A one-time ask usually doesn’t do it. I hate to admit it, but I’m most likely in the middle of my own well-laid plans and I’m hesitant to stray from them. But an eager, polite, puppy-eyed appeal will get me. It really will.
Let me amend this. This does NOT mean they get what they ask for. They don’t. We simply don’t have the funds or stupidity to go that route. But the desire to provide it is there.
I suppose that means I’m weak. That I bend to a small child’s will. That I give in, or wish to give in, easily.
Before I go all hard on myself here. I’ve heard these words before.
Ask and you shall receive…
Seek and you shall find….
Knock and the door shall be opened to you…
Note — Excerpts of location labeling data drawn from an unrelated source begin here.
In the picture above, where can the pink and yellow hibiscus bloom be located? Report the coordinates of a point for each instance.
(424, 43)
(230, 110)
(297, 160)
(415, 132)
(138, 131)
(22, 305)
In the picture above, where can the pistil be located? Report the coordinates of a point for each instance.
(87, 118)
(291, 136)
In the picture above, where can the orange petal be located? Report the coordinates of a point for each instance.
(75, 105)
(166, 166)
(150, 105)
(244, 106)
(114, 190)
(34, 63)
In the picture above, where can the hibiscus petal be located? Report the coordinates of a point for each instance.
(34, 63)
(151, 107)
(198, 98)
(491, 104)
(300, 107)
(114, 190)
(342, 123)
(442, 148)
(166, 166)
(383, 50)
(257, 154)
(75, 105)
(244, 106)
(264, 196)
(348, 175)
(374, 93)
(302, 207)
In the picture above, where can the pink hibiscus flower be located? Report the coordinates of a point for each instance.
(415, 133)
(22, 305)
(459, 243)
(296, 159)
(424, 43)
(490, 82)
The truth is, I think the desire within me to grant wishes is a small, minuscule offshoot from God’s desire to grant ours. And just as I will not be giving my kids an ice cream sandwich for a bedtime snack, God will not (for some reason unknown to me) allow me to win the lottery, no matter how sweetly I ask.
I’m not a preacher or a priest or a theologist.
But I am a believer. And reflecting on my desire to grant my children a thousand wishes helps me to understand God’s word just a little bit better. In fact, the verses that follow this rather famous one compare God’s love to that of a parent granting life-giving gifts.
We, like God, are eager to give. And we, like God, are hopeful our children want and ask for things that can be granted and that bring us all closer to Heaven, instead of further away.
My desire to be a genie in a bottle fails, regularly. God gave me this urge-to-give so I may bring myself and my children closer to him. He did not give it so I’d run out to get the latest season of Shopkins. But I do believe this desire, though flawed in my human self, is a small spark from the fire of love God has and feels for us.